Test concentrations with justification for top dose:

1, 10, 100, 500, 1000 µg/plate

Vehicle / solvent:

- Vehicle(s)/solvent(s) used: DMSO

Details on test system and experimental conditions:

METHOD OF APPLICATION: in agar (plate incorporation)

DURATION
- Preincubation period: not applicable
- Exposure duration: 48 hours (bacteria), 3-5 days (yeast)
- Expression time (cells in growth medium): not applicable
- Selection time (if incubation with a selection agent): not applicable
- Fixation time (start of exposure up to fixation or harvest of cells): not applicable

SELECTION AGENT (mutation assays): histidine
SPINDLE INHIBITOR (cytogenetic assays): not applicable
STAIN (for cytogenetic assays): not applicable

NUMBER OF REPLICATIONS: duplicate

NUMBER OF CELLS EVALUATED: all colonies were counted

DETERMINATION OF CYTOTOXICITY
- Method: no data

OTHER EXAMINATIONS:
- Determination of polyploidy: not applicable
- Determination of endoreplication: not applicable
- Other: not applicable

OTHER: not applicable

Evaluation criteria:

Strains TA-1535, TA-1537, and TA-1538
If the solvent control value is within the normal range, a chemical that produces a positive aose response over three concentrations with the lowest increase equal to twice the solvent control value is considered to be mutagenic.

Strains TA-98, TA-100, and D4
If the solvent control value i s within the normal range, a chemical that produces a positive dose response over three concentrations with the highest increase equal to twice the solvent control value for TA-100 and 2-3 times the solvent control value for strains TA-98 and D4 is considered to be
mutagenic. For these strains , the dose-response increase should start at approximately the solvent control value.

Reproducibility
If a chemical produces a response in a single test that cannot be reproduced in one or more additional runs, the initial positive test data lose significance.

Statistics:

None

Results and discussion

Remarks on result:

other: all strains/cell types tested

Remarks:

Migrated from field 'Test system'.

Applicant's summary and conclusion

Conclusions:

Interpretation of results (migrated information):
negative

The test compound Para-Toluene Sulphone did not demonstrate genetic activity in any of the assays conducted in this evaluation and was considered not mutagenic under these test conditions.

Executive summary:

The test compound was examined for mutagenic activity in a series of in vitro microbial assays employing Salmonella and Saccharomyces indicator organisms.
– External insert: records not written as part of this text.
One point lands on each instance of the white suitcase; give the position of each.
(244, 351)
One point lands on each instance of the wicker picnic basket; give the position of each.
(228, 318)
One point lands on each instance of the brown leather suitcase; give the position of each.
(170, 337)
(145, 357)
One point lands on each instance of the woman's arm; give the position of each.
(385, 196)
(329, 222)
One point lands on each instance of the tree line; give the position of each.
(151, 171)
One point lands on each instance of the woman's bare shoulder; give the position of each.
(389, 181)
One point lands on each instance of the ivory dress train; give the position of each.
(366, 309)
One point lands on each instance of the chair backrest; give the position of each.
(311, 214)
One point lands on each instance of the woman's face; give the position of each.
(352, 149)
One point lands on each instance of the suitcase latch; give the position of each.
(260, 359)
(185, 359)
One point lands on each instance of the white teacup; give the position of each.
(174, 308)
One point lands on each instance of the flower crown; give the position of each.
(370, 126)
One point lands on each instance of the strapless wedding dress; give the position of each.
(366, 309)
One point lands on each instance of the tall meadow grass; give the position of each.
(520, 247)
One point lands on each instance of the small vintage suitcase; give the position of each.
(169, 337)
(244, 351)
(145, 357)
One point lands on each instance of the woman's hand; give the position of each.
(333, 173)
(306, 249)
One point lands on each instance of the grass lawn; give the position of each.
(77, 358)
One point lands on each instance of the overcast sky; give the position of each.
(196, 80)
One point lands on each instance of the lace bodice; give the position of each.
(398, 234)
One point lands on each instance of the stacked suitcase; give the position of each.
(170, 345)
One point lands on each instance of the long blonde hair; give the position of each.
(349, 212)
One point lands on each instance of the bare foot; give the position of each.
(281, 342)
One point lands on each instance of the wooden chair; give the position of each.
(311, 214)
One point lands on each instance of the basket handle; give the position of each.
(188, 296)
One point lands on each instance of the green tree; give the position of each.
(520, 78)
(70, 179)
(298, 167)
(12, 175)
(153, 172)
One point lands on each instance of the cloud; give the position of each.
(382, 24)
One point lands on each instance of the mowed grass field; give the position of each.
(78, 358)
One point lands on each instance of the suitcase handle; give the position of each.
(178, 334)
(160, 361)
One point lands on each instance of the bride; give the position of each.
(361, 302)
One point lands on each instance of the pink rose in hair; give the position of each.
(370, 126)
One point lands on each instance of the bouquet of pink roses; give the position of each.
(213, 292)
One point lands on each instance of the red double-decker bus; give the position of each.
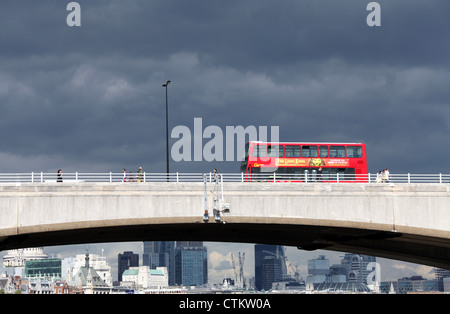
(305, 162)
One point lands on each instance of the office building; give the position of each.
(191, 264)
(160, 254)
(125, 261)
(270, 265)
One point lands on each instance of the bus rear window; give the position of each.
(337, 151)
(309, 151)
(354, 151)
(292, 151)
(259, 151)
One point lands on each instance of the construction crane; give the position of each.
(239, 270)
(295, 270)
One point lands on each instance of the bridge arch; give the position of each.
(409, 222)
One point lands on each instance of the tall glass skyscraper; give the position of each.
(191, 263)
(270, 265)
(160, 254)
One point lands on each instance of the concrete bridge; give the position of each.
(409, 222)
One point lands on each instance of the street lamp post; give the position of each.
(167, 132)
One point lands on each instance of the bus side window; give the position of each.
(323, 151)
(337, 151)
(274, 151)
(309, 151)
(292, 151)
(354, 151)
(259, 151)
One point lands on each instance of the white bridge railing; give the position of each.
(77, 177)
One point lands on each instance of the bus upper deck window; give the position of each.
(354, 151)
(337, 151)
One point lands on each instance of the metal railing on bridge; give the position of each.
(79, 177)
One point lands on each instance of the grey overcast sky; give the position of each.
(89, 98)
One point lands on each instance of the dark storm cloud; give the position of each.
(91, 97)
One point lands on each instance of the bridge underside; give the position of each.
(393, 245)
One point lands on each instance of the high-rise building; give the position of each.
(270, 265)
(126, 260)
(358, 267)
(160, 254)
(191, 263)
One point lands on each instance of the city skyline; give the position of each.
(220, 264)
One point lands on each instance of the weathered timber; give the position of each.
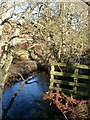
(75, 86)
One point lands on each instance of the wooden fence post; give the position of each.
(52, 76)
(75, 80)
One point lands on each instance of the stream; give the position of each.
(28, 103)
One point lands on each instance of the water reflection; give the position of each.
(28, 104)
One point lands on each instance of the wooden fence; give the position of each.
(71, 79)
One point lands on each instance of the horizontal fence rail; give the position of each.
(71, 79)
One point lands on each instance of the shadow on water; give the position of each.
(28, 103)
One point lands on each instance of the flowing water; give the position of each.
(28, 103)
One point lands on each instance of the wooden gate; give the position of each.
(71, 79)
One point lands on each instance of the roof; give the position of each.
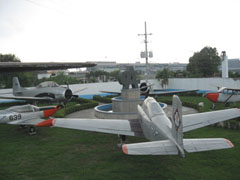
(39, 66)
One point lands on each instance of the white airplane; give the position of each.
(45, 91)
(166, 135)
(224, 95)
(27, 115)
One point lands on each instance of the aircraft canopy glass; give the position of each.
(47, 84)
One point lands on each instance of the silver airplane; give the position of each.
(27, 115)
(46, 91)
(224, 95)
(165, 134)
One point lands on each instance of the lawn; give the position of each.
(64, 154)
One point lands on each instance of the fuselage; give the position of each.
(154, 122)
(25, 112)
(46, 89)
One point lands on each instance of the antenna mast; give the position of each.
(146, 54)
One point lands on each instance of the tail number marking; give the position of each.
(15, 117)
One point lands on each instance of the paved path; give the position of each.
(89, 113)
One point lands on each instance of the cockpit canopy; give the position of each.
(47, 84)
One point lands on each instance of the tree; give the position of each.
(9, 58)
(204, 63)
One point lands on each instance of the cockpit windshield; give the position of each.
(155, 109)
(47, 84)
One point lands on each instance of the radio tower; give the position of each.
(146, 54)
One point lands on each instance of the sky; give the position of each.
(107, 30)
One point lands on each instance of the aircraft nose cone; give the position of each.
(68, 94)
(212, 96)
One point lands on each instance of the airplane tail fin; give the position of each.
(16, 86)
(177, 124)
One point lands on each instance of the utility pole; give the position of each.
(146, 54)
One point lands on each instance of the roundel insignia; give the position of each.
(177, 119)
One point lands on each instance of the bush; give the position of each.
(102, 99)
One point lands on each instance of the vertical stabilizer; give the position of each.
(177, 124)
(16, 86)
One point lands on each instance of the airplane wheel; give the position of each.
(213, 107)
(32, 130)
(122, 140)
(227, 105)
(23, 126)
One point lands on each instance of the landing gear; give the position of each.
(122, 140)
(227, 105)
(213, 106)
(23, 126)
(32, 130)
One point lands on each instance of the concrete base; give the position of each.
(120, 105)
(128, 94)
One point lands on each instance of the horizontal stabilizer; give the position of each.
(165, 147)
(26, 98)
(195, 121)
(198, 145)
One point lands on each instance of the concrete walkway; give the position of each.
(89, 113)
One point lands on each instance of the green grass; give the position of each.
(63, 154)
(59, 154)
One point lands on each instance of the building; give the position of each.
(139, 67)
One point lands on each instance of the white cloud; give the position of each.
(93, 30)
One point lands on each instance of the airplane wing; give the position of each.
(30, 121)
(112, 92)
(112, 126)
(26, 98)
(195, 121)
(226, 88)
(162, 92)
(170, 92)
(206, 144)
(166, 147)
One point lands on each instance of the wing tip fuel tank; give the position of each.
(46, 123)
(229, 142)
(124, 148)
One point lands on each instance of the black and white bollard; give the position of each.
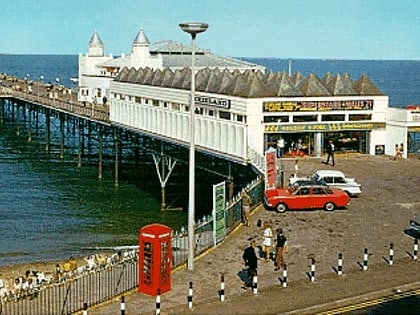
(190, 295)
(340, 264)
(158, 302)
(391, 254)
(222, 288)
(312, 270)
(365, 259)
(284, 283)
(255, 283)
(122, 308)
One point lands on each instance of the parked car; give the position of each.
(303, 197)
(333, 178)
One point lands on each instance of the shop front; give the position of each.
(312, 139)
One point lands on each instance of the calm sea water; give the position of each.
(50, 210)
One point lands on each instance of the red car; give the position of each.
(305, 197)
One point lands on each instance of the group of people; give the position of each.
(272, 249)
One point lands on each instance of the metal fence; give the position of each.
(89, 288)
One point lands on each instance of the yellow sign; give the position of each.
(327, 127)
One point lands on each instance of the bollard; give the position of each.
(312, 270)
(190, 295)
(255, 283)
(158, 302)
(340, 264)
(284, 283)
(222, 288)
(391, 254)
(365, 259)
(122, 308)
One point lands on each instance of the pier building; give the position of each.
(239, 115)
(97, 70)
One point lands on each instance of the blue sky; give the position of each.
(343, 29)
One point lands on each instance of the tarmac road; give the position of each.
(374, 220)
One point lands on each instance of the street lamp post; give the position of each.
(193, 29)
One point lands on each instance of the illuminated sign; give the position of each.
(270, 168)
(327, 127)
(212, 101)
(293, 106)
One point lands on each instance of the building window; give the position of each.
(224, 115)
(175, 106)
(306, 118)
(360, 117)
(333, 117)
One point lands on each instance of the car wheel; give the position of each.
(281, 207)
(329, 206)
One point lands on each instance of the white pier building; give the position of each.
(240, 110)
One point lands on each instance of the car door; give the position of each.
(302, 200)
(318, 197)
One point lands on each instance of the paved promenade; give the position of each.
(372, 221)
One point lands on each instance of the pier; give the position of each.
(93, 135)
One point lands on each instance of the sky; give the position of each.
(341, 29)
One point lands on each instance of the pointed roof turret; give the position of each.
(365, 87)
(141, 39)
(95, 40)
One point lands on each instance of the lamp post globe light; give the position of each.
(192, 28)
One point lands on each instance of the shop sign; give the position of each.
(219, 201)
(293, 106)
(323, 127)
(270, 168)
(212, 101)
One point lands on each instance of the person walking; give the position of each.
(267, 240)
(330, 151)
(251, 262)
(281, 245)
(246, 205)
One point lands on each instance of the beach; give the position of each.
(372, 221)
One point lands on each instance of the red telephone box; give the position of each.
(155, 259)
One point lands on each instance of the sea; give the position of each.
(50, 210)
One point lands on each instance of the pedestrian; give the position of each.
(246, 205)
(296, 168)
(330, 151)
(267, 240)
(251, 263)
(281, 245)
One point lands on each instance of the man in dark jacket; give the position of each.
(251, 261)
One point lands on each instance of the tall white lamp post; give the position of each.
(192, 28)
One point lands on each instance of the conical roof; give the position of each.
(365, 87)
(341, 85)
(141, 39)
(312, 86)
(250, 84)
(95, 41)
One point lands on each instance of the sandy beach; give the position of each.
(374, 220)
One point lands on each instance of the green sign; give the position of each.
(219, 202)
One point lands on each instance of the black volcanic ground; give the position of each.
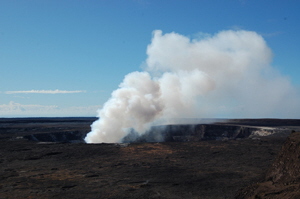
(195, 169)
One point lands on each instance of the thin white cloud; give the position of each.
(13, 109)
(45, 92)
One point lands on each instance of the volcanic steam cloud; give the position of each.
(226, 75)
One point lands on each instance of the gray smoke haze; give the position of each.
(226, 75)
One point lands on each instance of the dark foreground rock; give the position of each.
(283, 178)
(195, 169)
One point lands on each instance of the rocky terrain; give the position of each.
(188, 166)
(283, 177)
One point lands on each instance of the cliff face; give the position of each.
(283, 178)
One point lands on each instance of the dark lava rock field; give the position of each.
(227, 167)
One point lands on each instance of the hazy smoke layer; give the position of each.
(226, 75)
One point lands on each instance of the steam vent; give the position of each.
(244, 158)
(218, 130)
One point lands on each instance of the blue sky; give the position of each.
(64, 58)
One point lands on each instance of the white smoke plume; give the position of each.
(226, 75)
The compound was tested with and without metabolic activation prepared from Aroclor induced rats. The following results were obtained: The compound was tested over a series of concentrations such that there was either quantitative or qualitative evidence of some chemically induced physiological effect at the highest dose level. The low dose in all cases was below a concentration that demonstrated any toxic effect. The dose range employed for the evaluation of this compound was from 1.0 µg to 1000 µg per plate. The results of the tests conducted on the compound in the absence of a metabolic activation system were all negative. The results of the tests conducted on the compound in the presence of a rat liver activation system were all negative. The test compound para-Toluene Sulphone did not demonstrate genetic activity in any of the assays conducted in this evaluation and was considered not mutagenic under these test conditions.